A state court judge in Philadelphia rejected Friday a request by the Trump campaign that it be allowed to send poll watchers to so-called “satellite” election sites, where voters can simultaneously apply for and then submit mail-in ballots.
The lawsuit was filed against the Philadelphia County Board of Elections after President Trump complained that Philadelphia election officials blocked his supporters from observing voting at one such site.
“Bad things happen in Philadelphia, bad things,” Trump claimed during the first presidential debate, as part of his broader rhetoric stirring baseless fears of fraud in the election.
The Trump campaign had yet to certify any of its poll watchers at the time of the episode, the Philadelphia Inquirer reported at the time, and Friday’s opinion backed up a widely-held interpretation of state election law that said election officials were not obligated to allow poll watchers to observe voting at satellite sites.
The satellites sites were created in a sweeping election overhaul bill passed last year that reformed several aspects of voting in Pennsylvania, well before the pandemic.

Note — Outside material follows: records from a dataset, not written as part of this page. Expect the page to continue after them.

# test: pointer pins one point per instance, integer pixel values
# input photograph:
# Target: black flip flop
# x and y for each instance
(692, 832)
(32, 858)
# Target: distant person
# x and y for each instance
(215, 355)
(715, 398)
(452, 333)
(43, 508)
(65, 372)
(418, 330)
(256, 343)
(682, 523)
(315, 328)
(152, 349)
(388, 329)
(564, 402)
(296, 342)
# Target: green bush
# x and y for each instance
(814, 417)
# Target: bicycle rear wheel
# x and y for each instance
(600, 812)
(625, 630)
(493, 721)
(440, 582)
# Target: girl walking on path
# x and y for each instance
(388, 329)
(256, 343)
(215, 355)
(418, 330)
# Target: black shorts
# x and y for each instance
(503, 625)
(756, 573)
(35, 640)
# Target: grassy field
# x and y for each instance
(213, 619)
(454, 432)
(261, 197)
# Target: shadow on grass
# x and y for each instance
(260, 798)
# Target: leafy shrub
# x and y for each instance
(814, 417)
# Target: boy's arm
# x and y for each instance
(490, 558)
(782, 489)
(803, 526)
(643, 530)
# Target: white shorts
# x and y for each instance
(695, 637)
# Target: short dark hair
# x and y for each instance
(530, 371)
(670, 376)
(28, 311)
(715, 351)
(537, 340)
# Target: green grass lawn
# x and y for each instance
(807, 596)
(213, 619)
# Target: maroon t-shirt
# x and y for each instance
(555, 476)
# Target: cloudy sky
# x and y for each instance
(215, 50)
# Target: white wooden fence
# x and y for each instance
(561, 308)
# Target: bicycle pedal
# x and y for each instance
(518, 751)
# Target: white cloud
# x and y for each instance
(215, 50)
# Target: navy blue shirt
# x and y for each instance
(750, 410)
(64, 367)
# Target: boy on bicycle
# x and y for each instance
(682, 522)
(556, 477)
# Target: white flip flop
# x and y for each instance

The satellite sites, which can open several weeks before Election Day, serve as a one-stop shop for Pennsylvanians to register to vote, apply for mail-in ballots, fill out those ballots and then submit them.
In his opinion Friday, Judge Gary Glazer said that satellite sites did not fit into the clearly defined categories in state law for poll watching activities.
Glazer noted that in the 2019 legislation, as well as in the more recent voting reforms enacted this year because of the pandemic, lawmakers showed they were aware of poll watchers and even gave watchers the ability to watch the processing and the counting of mail-in ballots. But neither of those bills gave poll watchers the permission to watch the “ministerial activities” around mail-in voting that happen at satellite sites, the judge said.
“For this court to read into Election Code the right of watchers to be present in Board of Elections’ offices, which the Legislature did not expressly provide, would be the worst sort of judicial activism,” Glazer said. “This court will not engage in such improper conduct, which would be a clear usurpation of the legislative function.”